(New York) À mi-chemin d’un premier mandat qu’il n’est plus assuré de terminer, Eric Adams se console peut-être à l’idée d’être soutenu par Donald Trump dans au moins une des affaires qui l’accablent.

Le 23 novembre dernier, le maire de New York a été accusé au civil d’agression sexuelle, pour des faits présumés remontant à 1993, alors qu’il était policier. L’élu démocrate de 63 ans a ainsi rejoint de nombreuses personnalités, dont l’ancien gouverneur de New York Andrew Cuomo, qui ont fait l’objet d’une vague d’actions en justice avant qu’une fenêtre d’un an prévue par une loi new-yorkaise ne se referme pour des cas autrement prescrits.

« J’espère que le maire Eric Adams, Andrew Cuomo et tous les autres qui ont été traînés en justice sur la base de cette loi ridicule où quelqu’un peut être poursuivi des décennies plus tard, et sans aucune preuve, la combattront parce qu’elle est totalement injuste et INCONSTITUTIONNELLE », a écrit sur Truth Social Donald Trump, qui a lui-même été déclaré responsable d’agression sexuelle en mai dernier, pour une affaire remontant à 1996, et condamné à verser 5 millions de dollars à la plaignante, l’ancienne chroniqueuse du magazine Elle E. Jean Carroll.

Eric Adams nie connaître la femme qui l’accuse de l’avoir agressée sexuellement alors qu’ils travaillaient tous les deux pour la Ville de New York. Mais cette affaire dont les détails restent inconnus n’est pas la seule où ce politicien réputé pour son style, ou plus précisément son « swag », fait penser à l’ancien président républicain.

Un exemple : comme Donald Trump, Eric Adams a un faible pour Recep Tayyip Erdoǧan, l’homme fort de la Turquie, et son pays, qu’il se vante d’avoir visité six fois, dont au moins deux aux frais d’entités turques à l’époque où il était président de l’arrondissement de Brooklyn.

Or, ces liens reviennent aujourd’hui le hanter. Le 2 novembre dernier, des agents du FBI ont exécuté un mandat de perquisition au domicile de Brianna Suggs, responsable du financement de la première campagne d’Eric Adams à la mairie de New York.

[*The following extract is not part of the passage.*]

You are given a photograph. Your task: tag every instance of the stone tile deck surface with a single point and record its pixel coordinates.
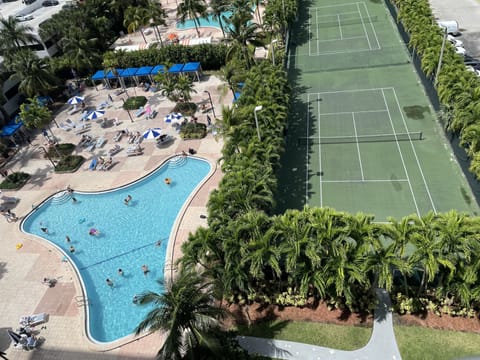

Ils ont saisi deux ordinateurs portables, trois iPhone et une chemise à dossier étiquetée « Eric Adams ».

Selon le mandat de perquisition, les procureurs et enquêteurs fédéraux cherchent à déterminer si la campagne d’Eric Adams a conspiré avec des membres du gouvernement turc, y compris son consul à New York, pour recevoir des dons illégaux par l’entremise de prête-noms.

Ils examinent également si une personne affiliée à la campagne du maire a fourni des avantages légaux ou illégaux à une société de construction de Brooklyn appartenant à des immigrés turcs ou à des responsables du gouvernement turc.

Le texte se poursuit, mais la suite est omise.